Keri vinha sendo o mais paciente que podia, mas, no que lhe dizia respeito, a conversa terminava ali.
"Vejo você amanhã, Sr. Tudo-nos-conformes", ela disse, apertando o braço dele.
Enquanto ela se dirigia para o estacionamento em direção ao seu Toyota Prius prata de dez anos, ela tentou se lembrar do caminho mais rápido até os Canais de Venice. E já sentia uma urgência que não conseguia compreender.
Um sentimento desagradável.
Segunda-feira
Final da tarde
Keri dirigiu o Prius pela hora do rush até a fronteira oeste de Venice, dirigindo mais rápido do que gostaria.
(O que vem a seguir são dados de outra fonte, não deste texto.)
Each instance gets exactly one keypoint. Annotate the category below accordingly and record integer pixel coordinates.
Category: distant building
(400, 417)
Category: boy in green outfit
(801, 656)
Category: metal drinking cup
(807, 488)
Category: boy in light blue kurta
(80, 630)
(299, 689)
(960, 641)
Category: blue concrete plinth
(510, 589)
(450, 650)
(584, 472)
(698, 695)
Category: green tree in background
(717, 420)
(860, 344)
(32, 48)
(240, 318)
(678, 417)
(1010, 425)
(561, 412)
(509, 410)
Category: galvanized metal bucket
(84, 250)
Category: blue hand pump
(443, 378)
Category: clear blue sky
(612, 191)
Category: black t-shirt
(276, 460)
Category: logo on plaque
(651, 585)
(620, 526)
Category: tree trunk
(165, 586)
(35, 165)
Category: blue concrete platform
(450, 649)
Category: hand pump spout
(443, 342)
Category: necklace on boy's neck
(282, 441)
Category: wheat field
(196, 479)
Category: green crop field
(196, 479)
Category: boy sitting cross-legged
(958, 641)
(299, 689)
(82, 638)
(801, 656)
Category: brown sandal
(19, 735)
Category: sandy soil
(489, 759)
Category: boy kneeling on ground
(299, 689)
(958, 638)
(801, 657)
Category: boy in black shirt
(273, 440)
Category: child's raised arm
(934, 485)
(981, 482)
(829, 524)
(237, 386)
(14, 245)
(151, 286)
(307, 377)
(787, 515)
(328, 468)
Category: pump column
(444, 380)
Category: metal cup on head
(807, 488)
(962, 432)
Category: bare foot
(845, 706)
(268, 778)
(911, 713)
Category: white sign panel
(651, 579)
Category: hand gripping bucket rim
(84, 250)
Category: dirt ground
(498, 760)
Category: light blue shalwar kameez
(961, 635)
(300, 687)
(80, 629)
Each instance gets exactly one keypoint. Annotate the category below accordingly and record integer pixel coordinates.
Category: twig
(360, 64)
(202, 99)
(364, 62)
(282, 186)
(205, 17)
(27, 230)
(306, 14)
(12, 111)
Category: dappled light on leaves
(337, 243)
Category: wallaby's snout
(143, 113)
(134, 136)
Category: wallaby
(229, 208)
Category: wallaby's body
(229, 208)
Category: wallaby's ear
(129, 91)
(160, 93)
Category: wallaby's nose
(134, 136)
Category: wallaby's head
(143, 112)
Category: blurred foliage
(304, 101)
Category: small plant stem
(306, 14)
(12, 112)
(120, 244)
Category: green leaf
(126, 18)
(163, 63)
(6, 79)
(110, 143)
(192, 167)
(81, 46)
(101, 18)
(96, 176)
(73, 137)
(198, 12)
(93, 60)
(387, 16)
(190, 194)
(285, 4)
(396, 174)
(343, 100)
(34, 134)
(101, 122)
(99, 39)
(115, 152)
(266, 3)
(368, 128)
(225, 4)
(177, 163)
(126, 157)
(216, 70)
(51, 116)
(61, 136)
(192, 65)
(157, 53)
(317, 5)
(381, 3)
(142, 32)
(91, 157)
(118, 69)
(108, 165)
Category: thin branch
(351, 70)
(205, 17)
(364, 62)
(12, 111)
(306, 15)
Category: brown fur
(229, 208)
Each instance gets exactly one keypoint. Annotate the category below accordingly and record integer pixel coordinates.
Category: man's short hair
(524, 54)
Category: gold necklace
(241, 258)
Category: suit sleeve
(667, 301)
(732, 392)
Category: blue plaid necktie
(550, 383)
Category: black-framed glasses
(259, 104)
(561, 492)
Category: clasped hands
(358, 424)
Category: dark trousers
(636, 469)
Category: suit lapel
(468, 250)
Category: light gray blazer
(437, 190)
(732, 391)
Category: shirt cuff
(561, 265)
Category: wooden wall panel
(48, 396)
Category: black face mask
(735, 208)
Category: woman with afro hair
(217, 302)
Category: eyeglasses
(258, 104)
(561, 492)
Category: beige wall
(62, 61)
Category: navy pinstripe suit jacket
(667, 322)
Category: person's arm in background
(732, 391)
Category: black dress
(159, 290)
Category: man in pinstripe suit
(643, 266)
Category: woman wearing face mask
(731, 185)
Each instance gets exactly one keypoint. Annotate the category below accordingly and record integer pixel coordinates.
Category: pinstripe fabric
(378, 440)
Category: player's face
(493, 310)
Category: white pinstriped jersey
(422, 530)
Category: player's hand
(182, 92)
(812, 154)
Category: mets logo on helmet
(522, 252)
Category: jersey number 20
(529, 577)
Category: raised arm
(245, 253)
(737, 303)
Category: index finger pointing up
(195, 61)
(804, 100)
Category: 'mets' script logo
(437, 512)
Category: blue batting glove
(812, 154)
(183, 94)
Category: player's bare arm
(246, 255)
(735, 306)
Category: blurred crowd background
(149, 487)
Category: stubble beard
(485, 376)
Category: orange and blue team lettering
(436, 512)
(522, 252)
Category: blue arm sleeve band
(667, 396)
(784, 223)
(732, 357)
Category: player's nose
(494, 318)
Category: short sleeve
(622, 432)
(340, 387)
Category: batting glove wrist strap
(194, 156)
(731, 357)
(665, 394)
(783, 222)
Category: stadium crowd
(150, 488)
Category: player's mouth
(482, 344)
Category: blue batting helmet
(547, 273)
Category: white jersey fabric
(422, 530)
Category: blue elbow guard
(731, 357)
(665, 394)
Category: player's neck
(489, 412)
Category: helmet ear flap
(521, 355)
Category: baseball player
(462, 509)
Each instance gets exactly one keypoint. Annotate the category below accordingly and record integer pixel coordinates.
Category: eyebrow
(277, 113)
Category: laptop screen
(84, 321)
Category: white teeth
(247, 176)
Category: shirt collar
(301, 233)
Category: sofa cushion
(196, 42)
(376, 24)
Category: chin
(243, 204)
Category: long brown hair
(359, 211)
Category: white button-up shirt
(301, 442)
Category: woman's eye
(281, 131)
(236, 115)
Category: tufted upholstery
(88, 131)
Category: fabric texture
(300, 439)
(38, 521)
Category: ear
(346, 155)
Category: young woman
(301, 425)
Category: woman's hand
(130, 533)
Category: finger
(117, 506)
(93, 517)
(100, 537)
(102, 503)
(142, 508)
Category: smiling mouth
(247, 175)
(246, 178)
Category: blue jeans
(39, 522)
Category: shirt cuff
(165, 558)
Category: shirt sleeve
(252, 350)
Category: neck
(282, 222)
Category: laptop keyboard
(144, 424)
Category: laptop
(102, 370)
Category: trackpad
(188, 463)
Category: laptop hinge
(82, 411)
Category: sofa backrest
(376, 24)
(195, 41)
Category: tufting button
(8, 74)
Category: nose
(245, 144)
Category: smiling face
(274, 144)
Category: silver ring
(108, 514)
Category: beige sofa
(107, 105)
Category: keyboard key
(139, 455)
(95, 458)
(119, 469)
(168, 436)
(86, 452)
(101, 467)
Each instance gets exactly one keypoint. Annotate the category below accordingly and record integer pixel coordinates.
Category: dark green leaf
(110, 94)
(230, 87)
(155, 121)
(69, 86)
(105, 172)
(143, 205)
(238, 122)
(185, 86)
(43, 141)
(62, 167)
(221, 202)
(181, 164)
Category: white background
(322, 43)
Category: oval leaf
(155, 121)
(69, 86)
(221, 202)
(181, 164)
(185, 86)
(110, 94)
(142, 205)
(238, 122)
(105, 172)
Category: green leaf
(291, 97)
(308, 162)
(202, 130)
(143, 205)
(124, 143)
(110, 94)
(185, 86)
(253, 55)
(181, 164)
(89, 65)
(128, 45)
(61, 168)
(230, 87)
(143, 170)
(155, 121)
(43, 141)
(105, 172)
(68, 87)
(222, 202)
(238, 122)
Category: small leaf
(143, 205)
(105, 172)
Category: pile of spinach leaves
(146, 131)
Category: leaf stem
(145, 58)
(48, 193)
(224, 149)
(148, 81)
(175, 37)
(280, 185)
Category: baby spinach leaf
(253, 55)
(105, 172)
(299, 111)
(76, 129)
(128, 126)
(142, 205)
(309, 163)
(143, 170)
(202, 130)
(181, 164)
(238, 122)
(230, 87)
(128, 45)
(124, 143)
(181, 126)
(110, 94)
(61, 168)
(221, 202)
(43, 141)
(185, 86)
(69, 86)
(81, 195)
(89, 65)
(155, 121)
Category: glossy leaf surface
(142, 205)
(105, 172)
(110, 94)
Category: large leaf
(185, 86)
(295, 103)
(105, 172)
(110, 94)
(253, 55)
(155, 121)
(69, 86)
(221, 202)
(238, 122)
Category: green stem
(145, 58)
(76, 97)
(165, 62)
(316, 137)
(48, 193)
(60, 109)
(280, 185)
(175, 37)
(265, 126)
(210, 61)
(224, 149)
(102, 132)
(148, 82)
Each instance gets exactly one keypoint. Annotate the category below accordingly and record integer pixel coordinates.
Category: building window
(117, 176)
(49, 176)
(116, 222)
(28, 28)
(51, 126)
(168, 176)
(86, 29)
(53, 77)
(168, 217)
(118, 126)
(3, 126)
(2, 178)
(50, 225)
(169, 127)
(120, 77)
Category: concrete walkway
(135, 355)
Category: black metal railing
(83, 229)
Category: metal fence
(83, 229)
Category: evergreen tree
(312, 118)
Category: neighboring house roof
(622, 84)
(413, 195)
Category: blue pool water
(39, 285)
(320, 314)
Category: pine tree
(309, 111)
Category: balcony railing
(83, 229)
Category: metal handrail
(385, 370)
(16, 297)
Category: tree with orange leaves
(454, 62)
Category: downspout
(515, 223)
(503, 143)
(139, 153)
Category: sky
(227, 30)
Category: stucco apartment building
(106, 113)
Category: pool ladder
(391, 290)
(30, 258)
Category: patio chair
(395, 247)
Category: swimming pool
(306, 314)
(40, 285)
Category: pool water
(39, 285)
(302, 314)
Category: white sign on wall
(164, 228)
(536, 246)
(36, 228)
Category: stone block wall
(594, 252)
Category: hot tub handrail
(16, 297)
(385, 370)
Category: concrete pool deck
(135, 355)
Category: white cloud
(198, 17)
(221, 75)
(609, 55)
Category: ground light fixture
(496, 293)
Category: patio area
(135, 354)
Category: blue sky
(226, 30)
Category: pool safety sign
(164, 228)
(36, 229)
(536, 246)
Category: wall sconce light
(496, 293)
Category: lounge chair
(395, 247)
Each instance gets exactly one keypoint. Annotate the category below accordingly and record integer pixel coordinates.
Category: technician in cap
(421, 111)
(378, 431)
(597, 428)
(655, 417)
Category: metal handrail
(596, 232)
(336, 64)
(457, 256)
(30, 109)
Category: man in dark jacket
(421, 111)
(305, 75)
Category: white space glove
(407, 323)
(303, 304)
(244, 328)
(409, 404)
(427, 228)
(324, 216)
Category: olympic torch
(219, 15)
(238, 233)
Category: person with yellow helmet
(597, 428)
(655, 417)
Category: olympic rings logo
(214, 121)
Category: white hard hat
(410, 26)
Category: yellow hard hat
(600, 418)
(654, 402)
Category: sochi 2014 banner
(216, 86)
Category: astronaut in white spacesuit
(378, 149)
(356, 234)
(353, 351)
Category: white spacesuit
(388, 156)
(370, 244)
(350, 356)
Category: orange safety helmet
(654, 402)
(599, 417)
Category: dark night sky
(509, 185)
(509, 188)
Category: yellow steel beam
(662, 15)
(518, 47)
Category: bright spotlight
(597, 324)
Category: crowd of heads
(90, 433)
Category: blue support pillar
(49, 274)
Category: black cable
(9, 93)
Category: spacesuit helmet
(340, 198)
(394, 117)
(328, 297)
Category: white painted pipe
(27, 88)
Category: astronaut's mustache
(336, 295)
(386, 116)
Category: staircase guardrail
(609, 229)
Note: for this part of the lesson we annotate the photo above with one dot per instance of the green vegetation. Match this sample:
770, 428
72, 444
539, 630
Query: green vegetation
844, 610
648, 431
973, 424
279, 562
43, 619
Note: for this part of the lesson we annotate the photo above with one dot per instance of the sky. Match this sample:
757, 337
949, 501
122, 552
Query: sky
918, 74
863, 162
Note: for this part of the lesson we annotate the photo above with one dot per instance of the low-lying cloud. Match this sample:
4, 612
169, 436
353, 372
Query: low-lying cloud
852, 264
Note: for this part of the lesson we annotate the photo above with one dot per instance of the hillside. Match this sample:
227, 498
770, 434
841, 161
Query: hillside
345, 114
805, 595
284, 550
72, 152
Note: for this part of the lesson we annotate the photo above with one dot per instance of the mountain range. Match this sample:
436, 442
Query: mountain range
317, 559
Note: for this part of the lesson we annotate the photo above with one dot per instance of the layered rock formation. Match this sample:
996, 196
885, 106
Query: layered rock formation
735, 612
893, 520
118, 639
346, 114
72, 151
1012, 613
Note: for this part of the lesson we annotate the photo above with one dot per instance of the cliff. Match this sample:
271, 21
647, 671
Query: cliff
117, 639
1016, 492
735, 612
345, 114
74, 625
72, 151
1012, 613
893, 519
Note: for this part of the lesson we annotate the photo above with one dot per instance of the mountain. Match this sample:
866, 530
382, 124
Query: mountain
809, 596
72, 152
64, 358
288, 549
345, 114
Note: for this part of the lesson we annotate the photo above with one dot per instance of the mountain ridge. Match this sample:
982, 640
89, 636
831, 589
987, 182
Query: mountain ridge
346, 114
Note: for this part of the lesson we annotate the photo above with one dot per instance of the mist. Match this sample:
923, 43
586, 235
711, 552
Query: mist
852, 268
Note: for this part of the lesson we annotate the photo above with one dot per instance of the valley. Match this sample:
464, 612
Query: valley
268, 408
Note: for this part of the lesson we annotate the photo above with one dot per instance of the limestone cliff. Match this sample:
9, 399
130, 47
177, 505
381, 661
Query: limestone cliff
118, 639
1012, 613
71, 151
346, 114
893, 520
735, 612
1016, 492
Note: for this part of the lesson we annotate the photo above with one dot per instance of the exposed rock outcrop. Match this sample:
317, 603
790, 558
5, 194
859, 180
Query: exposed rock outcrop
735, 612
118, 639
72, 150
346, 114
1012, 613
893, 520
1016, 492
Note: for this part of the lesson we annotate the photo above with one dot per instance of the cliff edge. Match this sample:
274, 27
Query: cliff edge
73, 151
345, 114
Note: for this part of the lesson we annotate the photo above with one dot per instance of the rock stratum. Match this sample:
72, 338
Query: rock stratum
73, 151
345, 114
Algo a impulsionava, um sentimento instintivo emergia, um de que ela não gostava.
Os Canais ficavam a apenas alguns blocos dos pontos turísticos mais visitados, como a Boardwalk e Muscle Beach, e levou 10 minutos dirigindo para cima e para baixo da Pacific Avenue antes que ela finalmente encontrasse uma vaga para estacionar. Ela estacionou o carro e deixou seu celular dirigi-la pelo resto do caminho a pé.
Os Canais de Venice não são apenas o nome de um bairro. Eles consistem num conjunto de canais de verdade, construídos pelo homem no início do século 20, inspirados nos canais originais da famosa cidade italiana. Eles se estendiam por cerca de dez quarteirões logo ao sul da Venice Boulevard. Algumas das casas que se alinhavam junto à superfície da água eram simples, mas a maioria era extravagante, no sentido praieiro. Os terrenos eram geralmente pequenos, mas algumas das casas valiam alguns milhões de dólares.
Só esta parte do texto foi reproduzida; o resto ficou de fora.